La défense incendie est prise en compte dès la conception du bâtiment. Les aménagements extérieurs doivent permettre l’accès des véhicules de secours, en termes de résistance des dalles notamment. Les directives de la Coordination suisse des sapeurs-pompiers prévoient aussi qu’un emplacement pour la tonne-pompe doit être prévu – et interdit au parcage – à proximité de tout bâtiment élevé.

Au niveau de la construction proprement dite, chaque étage doit disposer de voies d’évacuation protégées.

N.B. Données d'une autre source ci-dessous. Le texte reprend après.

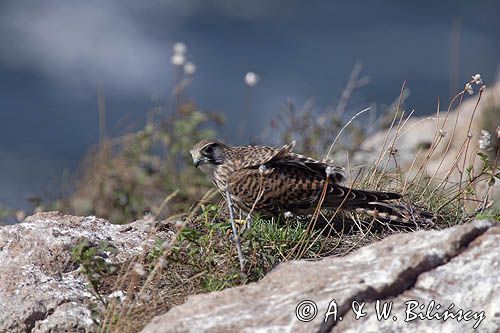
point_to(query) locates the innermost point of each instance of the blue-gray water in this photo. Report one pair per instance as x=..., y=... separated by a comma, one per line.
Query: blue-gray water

Cela signifie que les escaliers sont isolés par des sas et des portes coupe-feu. «Dans un immeuble, il faut se représenter les voies d’évacuation comme un tube vertical qui doit rester libre de toute fumée», explique Christophe Masson. Dans les bâtiments élevés modernes, ce tube peut être mis en surpression. Et désormais, un ascenseur indépendant, spécialement équipé, est prévu afin de permettre aux pompiers de gagner plus rapidement les étages. Un éclairage de secours doit aussi être disponible, qui signale les voies d’évacuation.

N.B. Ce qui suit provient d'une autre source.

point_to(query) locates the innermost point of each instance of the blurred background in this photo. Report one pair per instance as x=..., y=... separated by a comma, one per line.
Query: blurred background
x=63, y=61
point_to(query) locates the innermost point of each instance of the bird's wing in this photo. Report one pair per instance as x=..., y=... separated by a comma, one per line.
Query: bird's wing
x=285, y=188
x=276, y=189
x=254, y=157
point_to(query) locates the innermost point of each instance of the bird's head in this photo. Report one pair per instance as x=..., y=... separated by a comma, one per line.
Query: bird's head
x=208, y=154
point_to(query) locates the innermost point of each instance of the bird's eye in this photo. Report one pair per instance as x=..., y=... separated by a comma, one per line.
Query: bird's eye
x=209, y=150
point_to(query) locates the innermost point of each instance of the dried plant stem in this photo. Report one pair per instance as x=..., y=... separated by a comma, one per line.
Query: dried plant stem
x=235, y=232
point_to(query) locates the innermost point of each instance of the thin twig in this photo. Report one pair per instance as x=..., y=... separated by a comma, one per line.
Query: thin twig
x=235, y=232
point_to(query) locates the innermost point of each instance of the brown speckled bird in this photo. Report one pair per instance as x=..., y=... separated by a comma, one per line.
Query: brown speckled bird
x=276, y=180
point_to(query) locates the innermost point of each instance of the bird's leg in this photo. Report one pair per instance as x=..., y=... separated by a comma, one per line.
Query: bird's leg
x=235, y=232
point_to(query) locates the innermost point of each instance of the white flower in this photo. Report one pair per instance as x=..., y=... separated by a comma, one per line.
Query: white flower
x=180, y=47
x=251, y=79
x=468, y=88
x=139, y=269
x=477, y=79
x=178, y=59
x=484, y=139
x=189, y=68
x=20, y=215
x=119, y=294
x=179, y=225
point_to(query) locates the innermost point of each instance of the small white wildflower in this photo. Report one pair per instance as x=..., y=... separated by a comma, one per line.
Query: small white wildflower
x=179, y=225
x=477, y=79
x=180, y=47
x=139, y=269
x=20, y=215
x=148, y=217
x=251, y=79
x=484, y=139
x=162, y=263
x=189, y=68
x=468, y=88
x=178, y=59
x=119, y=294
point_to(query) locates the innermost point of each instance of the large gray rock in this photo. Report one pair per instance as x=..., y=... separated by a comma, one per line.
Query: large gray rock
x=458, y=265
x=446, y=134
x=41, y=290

«La tonne-pompe joue un rôle essentiel puisqu’elle va alimenter la colonne sèche (conduite, ndlr.) qui distribuera l’eau à chaque étage», explique Christophe Masson. Contrairement à ce qu’on voit dans les films, les plans d’intervention pour les bâtiments élevés ne prennent pas en compte les échelles automobiles ou les bras élévateurs, «même si on peut y recourir dans certains cas», précise le chef opérationnel.

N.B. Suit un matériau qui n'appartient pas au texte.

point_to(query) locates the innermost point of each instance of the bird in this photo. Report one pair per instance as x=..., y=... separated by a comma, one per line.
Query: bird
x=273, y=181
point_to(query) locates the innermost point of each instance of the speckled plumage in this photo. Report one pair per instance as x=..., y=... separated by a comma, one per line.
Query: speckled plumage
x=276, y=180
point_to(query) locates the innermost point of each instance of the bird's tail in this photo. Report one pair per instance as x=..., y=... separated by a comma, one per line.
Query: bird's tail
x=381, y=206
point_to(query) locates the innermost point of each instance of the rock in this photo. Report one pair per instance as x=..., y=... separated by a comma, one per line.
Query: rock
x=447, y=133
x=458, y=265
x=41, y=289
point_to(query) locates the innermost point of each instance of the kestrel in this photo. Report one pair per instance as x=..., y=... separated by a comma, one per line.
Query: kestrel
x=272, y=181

Comme pour tous les sinistres, la préoccupation première lors de l’incendie d’une tour est de secourir les occupants. «L’équipe de recherche et sauvetage va monter par les escaliers – ou par l’ascenseur pompiers si un tel équipement est prévu», indique l’officier. Si nécessaire, la cage d’escalier sera ventilée depuis le bas afin de chasser les fumées vers le haut et de permettre son utilisation pour une éventuelle évacuation.

Ce premier groupe est suivi par l’équipe d’extinction qui va combattre le feu en installant ses tuyaux et ses lances sur la prise d’eau de l’étage. Lorsque le feu fait rage dans un local, les pompiers peuvent intervenir avec la lance perforante Cobra. «Cet équipement (une exclusivité vaudoise, ndlr.) permet de percer la porte d’un appartement, par exemple, et de faire descendre la température dans le volume en feu, explique Christophe Masson. Les risques dus aux phénomènes thermiques sont réduits et les pompiers peuvent ensuite entrer pour l’extinction finale.»

Et l’évacuation? «La décision est prise par le chef d’intervention en fonction de l’intensité du sinistre, conclut Christophe Masson. Car il faut bien comprendre que si on évacue une personne, on finit par devoir évacuer tout le monde.»

Cet article a été automatiquement importé de notre ancien système de gestion de contenu vers notre nouveau site web. Il est possible qu'il comporte quelques erreurs de mise en page. Veuillez-nous signaler toute erreur à community-feedback@tamedia.ch. Nous vous remercions de votre compréhension et votre collaboration.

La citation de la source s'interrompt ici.